Di Claudio De Pasquale - APPC


Con la legge di bilancio 2026 viene introdotta una misura straordinaria per facilitare la regolarizzazione dei tributi locali, anticipando alcuni principi della futura riforma fiscale. Gli enti territoriali avranno la facoltà di adottare regolamenti per agevolare la riscossione di crediti difficilmente esigibili, prevedendo la riduzione o l’annullamento di interessi e sanzioni.

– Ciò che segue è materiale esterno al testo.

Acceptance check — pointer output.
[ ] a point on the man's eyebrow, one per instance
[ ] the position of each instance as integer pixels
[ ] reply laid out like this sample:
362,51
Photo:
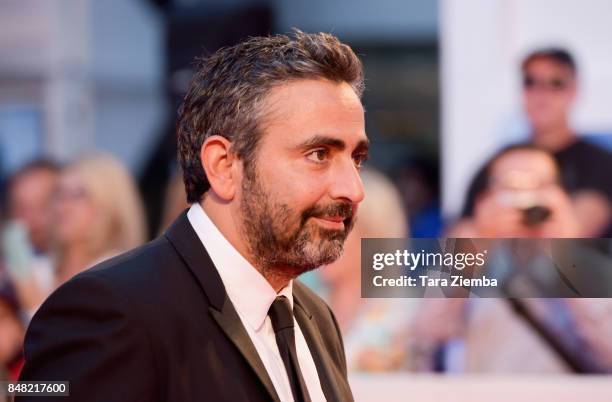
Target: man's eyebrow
322,140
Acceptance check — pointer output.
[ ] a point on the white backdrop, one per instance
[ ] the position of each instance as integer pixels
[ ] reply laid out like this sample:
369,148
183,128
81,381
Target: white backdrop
482,43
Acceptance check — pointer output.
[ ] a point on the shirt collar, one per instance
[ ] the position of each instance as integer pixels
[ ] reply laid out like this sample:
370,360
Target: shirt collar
248,290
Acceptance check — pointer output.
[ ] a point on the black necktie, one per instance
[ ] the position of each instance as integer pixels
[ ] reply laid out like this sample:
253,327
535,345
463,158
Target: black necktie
281,316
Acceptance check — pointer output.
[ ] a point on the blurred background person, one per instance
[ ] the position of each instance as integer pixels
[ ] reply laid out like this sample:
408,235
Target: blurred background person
12,331
30,194
98,214
376,332
175,200
523,197
27,234
550,86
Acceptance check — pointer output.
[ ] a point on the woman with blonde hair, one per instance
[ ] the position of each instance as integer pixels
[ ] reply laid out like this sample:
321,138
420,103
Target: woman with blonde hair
376,332
99,214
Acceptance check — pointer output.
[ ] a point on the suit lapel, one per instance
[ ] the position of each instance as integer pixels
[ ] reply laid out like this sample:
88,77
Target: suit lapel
183,238
230,323
321,358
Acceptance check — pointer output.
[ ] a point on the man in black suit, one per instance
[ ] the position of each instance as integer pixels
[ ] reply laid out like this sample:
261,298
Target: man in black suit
271,137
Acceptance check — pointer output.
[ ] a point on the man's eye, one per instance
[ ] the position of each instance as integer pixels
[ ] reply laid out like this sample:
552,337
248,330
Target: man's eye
318,155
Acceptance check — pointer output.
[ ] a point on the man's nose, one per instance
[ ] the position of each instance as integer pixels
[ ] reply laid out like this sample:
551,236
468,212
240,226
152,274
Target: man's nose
346,183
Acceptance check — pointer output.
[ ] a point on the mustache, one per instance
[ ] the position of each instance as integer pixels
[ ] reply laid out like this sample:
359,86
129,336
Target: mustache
344,210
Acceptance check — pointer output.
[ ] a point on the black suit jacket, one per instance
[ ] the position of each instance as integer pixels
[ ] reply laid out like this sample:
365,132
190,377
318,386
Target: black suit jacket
155,324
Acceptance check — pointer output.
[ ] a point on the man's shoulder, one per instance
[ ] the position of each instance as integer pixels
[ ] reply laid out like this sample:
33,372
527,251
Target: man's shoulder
314,305
145,275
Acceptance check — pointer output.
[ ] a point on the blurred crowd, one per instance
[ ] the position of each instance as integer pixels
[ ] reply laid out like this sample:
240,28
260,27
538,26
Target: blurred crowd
59,220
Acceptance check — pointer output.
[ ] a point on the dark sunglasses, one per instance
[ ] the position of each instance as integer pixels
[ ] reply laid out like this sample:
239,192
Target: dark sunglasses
555,84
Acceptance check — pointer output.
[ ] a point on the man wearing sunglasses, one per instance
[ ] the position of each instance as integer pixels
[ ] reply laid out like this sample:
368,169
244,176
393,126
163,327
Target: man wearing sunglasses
550,86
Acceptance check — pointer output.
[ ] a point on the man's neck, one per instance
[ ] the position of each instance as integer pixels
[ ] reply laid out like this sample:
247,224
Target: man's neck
554,138
228,224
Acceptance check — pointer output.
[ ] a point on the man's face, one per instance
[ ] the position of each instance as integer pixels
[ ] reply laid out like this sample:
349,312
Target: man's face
29,202
549,89
298,199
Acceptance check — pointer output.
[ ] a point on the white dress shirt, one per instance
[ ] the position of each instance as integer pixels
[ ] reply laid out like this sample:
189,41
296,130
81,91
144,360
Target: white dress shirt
252,296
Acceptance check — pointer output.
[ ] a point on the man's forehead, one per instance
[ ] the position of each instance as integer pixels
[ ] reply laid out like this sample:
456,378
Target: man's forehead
306,108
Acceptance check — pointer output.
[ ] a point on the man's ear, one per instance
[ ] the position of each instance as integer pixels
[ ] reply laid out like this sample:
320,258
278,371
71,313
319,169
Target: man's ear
219,162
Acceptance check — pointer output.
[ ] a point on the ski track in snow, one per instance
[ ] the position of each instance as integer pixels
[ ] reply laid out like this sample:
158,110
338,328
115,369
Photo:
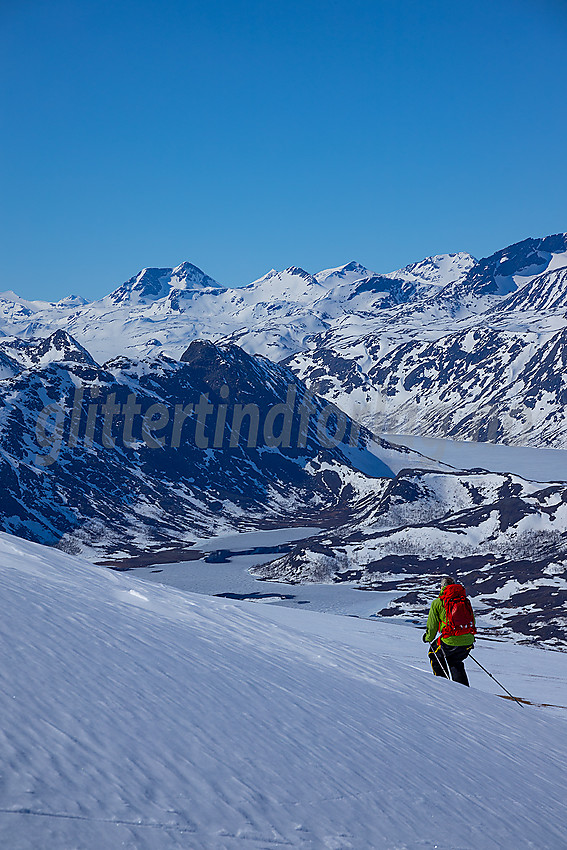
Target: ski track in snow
139,716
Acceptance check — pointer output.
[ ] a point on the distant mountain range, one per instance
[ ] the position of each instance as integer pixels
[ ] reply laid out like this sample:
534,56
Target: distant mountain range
176,408
447,347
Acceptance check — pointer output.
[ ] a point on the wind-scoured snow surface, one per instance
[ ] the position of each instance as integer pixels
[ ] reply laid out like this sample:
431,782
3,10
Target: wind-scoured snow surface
138,716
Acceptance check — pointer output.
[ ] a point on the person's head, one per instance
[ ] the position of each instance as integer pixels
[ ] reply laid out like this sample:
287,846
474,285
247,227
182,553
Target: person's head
445,580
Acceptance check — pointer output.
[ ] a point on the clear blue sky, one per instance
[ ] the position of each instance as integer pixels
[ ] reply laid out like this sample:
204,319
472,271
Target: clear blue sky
246,135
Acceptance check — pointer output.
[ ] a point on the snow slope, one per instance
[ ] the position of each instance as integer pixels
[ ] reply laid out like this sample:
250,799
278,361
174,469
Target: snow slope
138,716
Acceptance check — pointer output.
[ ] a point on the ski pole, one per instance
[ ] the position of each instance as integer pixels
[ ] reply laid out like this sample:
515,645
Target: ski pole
495,679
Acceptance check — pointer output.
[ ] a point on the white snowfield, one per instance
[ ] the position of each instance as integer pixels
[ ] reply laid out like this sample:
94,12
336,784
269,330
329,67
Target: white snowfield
139,716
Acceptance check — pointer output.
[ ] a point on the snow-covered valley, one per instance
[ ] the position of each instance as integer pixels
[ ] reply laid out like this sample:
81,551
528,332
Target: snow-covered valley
142,716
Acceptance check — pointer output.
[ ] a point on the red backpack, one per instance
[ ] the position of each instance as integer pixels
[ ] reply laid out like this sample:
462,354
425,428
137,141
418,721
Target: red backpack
458,612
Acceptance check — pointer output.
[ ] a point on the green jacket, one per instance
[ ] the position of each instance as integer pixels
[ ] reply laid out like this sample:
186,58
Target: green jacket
435,622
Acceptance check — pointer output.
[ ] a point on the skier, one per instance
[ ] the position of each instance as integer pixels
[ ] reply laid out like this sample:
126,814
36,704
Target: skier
450,614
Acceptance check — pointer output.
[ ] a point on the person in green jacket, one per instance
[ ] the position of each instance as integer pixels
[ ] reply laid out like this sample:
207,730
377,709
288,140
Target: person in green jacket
447,652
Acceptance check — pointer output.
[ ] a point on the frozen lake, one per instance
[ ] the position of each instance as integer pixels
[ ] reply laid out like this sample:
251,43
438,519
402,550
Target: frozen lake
533,464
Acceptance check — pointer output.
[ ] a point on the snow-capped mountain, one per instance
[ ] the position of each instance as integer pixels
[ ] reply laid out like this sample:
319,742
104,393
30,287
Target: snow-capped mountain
442,347
138,454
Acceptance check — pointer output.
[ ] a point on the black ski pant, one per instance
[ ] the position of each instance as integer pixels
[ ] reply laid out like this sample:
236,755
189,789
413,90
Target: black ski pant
443,656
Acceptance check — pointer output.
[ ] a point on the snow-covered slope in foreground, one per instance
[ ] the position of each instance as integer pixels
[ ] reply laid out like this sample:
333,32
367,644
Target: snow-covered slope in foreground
138,716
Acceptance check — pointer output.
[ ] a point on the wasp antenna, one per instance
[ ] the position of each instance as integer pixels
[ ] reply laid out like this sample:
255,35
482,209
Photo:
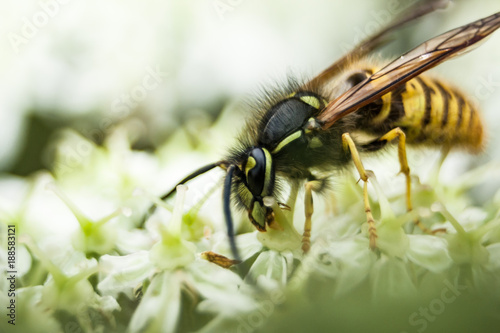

La misura riguarda le ingiunzioni di pagamento emesse dai comuni che gestiscono direttamente la riscossione o si avvalgono di concessionari privati. Si affianca alle procedure già previste per i carichi affidati all’Agenzia delle Entrate-Riscossione tra il 2000 e il 2023.

I contribuenti potranno estinguere il debito versando solo l’importo originario del tributo, con eventuale riduzione degli interessi, entro un termine stabilito dall’ente locale, che non potrà essere inferiore a sessanta giorni dalla pubblicazione del regolamento. L’agevolazione potrà essere applicata anche a situazioni in fase di accertamento o contenzioso.

L’obiettivo è duplice: recuperare somme altrimenti non riscuotibili e garantire una maggiore coerenza tra il trattamento fiscale delle imposte statali e locali, contribuendo alla sostenibilità finanziaria degli enti territoriali.

Rientrano nel perimetro della definizione agevolata tutte le entrate di competenza locale, escluse IRAP, addizionali e compartecipazioni ai tributi statali. Possono essere inclusi anche canoni, locazioni, sanzioni amministrative e corrispettivi per servizi pubblici.

I regolamenti comunali dovranno indicare chiaramente le modalità di adesione e prevedere l’utilizzo di strumenti digitali per la gestione delle pratiche. L’adesione sarà efficace solo dopo la pubblicazione sul sito istituzionale dell’ente creditore e dovrà essere comunicata al Ministero dell’Economia e delle Finanze per finalità statistiche.

La norma impone due vincoli: la sanatoria dovrà riferirsi a periodi temporalmente delimitati e non potrà essere permanente; inoltre, sarà obbligatorio garantire la digitalizzazione delle procedure. Con questa misura il Governo avvia concretamente la riforma della fiscalità locale, promuovendo un equilibrio tra esigenze di bilancio e riduzione del contenzioso, in linea con i principi di semplificazione e trasparenza.